Mumsnet has not checked the qualifications of anyone posting here. If you need help urgently or expert advice, please see our domestic violence webguide and/or relationships webguide. Many Mumsnetters experiencing domestic abuse have found this thread helpful: Listen up, everybody

Moved but not happy after a year should i go?

2 replies

chocegg · 26/01/2013 20:32

Dont know what to do, its not a relationship problem as such but dont know how long i should give this situation...

Moved house, different part of the country. Had some silly idea that it would be great but since we moved feels like nothing has gone right. I can honestly say i havent made any friends in the year i have been away and i feel lonely.

I didnt want to live where i came from as its near a big city and wanted a more country life for the kids to grow up in but just not settled :(

I go to groups and get out and about and my daughter has started school...

OP posts:
tiredofwaitingforitalltochange · 26/01/2013 23:35

So can you just up-sticks whenever you like? Don't you have to think about things like jobs? Do you have a partner who has a job?

Assuming that moving is feasible, I wouldn't stick it out all that long. It does take a while, but once you stay long enough to put down roots you might still be unhappy there, only less easy to move.

We made a major move when dc were small. It took a lot of getting used to, put a lot of strain on our marriage. I've never really been happy here. It's been nearly a decade and I have friends, good friends, now, but now we are separated and moving is out of the question as this place is home for dc and they love it here. I feel very stuck and rootless.

If I could turn the clock back I wouldn't have stuck it out, I would have gone back where we'd come from. But hindsight is a wonderful thing. I know it took me longer than a year to make the wonderful friends I have here.

If it's only about friendships, a year isn't long. But if you just don't feel at home, don't like the atmosphere, the lifestyle, that's a bigger problem.

chocegg · 27/01/2013 21:18

Thanks for replying, apart from schools yes we could move. My dd started recpetion but we rent a house as havent brought yet. My husband still lives where we came from as he hoped to get a job here but hasnt yet so we live half the week apart :(

Just feel nothing has gone right, it is about friends i suppose and i really miss my old ones and just cant seem to connect to anyone here.

Like the place and the countryside surrounding but it isnt as nice a place as i believed it to be before we moved (moved for the kids to live somewhere nicer) as found quite a few dodgy areas etc which was an eye opener and feel there is a wealth divide, either lots with money or without so not many in between. Just had crap times meeting people, i.e met someone got on really well and arranged a second meet with my dd and she just didnt turn up.

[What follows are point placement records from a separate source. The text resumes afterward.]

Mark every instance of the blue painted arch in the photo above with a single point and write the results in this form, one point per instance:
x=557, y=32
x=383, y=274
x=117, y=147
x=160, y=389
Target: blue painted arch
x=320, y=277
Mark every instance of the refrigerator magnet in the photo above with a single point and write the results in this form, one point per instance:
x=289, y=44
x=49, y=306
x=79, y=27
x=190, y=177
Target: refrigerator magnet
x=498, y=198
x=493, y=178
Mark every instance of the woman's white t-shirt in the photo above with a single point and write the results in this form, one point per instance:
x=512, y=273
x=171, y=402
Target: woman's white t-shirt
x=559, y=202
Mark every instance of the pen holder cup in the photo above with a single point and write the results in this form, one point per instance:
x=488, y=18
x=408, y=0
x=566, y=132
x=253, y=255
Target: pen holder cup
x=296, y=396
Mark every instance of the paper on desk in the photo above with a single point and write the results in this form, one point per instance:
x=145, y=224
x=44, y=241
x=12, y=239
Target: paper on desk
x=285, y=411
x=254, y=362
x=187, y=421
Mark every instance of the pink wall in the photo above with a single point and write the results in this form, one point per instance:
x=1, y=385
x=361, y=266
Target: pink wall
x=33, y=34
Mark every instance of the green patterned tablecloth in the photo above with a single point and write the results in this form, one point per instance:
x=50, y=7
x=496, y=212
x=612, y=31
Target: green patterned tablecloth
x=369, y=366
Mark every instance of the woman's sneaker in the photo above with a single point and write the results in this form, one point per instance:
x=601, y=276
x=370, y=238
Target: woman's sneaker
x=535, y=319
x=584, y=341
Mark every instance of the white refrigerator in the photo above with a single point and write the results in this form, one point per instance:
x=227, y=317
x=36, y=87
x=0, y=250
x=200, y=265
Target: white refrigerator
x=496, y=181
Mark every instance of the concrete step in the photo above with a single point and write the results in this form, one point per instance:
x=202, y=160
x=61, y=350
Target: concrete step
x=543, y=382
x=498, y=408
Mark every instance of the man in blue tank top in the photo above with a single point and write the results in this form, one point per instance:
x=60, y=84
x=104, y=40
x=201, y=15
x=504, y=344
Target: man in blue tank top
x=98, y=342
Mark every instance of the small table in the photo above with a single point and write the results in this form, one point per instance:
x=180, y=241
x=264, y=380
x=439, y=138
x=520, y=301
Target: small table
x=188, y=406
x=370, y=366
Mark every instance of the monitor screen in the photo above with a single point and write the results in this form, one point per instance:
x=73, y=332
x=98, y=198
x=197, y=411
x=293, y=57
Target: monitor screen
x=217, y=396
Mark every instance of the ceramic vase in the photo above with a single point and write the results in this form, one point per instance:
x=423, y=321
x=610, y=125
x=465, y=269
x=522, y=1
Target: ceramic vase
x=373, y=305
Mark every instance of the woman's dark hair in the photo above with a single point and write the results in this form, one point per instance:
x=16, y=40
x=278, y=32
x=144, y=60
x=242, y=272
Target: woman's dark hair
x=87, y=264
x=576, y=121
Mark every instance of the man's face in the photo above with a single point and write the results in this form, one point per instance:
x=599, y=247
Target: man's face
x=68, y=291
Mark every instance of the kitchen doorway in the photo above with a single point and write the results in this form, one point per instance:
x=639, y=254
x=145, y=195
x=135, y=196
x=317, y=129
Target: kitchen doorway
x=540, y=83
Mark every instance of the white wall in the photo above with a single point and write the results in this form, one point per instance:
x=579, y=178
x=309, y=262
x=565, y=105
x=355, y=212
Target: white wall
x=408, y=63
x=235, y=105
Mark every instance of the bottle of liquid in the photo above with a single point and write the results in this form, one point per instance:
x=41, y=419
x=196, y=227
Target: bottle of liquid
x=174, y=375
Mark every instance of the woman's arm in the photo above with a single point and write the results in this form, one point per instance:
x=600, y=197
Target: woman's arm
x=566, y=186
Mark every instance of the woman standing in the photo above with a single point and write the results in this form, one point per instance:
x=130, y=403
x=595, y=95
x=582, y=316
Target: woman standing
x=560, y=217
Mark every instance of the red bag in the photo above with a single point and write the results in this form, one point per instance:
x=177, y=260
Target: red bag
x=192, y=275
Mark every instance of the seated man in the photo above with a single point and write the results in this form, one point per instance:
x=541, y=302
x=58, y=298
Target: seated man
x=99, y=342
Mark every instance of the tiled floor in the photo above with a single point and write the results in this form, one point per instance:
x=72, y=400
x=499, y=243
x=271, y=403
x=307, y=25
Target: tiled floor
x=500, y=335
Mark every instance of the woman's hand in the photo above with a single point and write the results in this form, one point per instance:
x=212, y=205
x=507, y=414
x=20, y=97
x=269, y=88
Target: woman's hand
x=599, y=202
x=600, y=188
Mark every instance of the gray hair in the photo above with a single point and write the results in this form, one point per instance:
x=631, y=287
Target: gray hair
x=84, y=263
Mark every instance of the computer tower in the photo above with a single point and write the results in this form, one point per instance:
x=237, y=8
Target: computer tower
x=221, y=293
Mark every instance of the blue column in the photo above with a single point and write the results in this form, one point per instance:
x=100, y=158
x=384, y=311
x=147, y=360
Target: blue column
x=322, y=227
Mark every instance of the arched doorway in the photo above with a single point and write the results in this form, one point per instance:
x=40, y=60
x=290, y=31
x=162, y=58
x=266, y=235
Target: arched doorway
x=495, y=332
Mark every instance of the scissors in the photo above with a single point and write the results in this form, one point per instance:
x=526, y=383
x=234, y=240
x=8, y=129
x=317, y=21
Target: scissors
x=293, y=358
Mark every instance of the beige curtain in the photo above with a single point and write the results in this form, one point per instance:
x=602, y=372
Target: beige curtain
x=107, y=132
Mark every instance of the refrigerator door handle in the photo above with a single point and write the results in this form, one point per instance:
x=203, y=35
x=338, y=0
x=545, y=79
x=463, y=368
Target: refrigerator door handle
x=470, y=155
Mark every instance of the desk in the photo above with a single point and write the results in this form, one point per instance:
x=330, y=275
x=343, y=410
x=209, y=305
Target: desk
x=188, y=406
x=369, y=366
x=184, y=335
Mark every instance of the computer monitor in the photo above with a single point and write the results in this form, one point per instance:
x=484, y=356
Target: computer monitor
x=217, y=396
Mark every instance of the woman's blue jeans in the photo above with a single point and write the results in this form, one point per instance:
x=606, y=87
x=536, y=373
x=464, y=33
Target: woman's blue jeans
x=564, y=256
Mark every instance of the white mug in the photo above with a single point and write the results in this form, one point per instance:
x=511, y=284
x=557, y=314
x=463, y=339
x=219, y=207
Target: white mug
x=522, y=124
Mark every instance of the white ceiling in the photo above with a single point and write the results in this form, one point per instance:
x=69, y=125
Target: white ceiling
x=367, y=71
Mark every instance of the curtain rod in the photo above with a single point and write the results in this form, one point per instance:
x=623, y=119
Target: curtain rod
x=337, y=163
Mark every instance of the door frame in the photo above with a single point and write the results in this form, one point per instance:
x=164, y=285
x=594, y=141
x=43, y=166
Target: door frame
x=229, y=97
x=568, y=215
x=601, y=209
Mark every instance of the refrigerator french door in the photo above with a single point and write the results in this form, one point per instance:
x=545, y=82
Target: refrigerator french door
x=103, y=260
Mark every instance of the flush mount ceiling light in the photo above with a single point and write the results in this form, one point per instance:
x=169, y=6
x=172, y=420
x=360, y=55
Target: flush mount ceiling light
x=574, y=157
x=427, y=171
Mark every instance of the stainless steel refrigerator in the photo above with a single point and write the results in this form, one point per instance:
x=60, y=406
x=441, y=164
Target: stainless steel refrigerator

Also someone elses house getting on great and then her husband suddenly turned into an agressive arse with her... school its clicky and i am not in a click (they all work and i dont as i have a baby too), silly things like parenting none of them use the lights when crossing the road dodgin the traffic etc and my old friends and i would never do that as we are helicoper parents so to speak..

Keep thinking stick in there but i would have though after a year i would be feeling at home?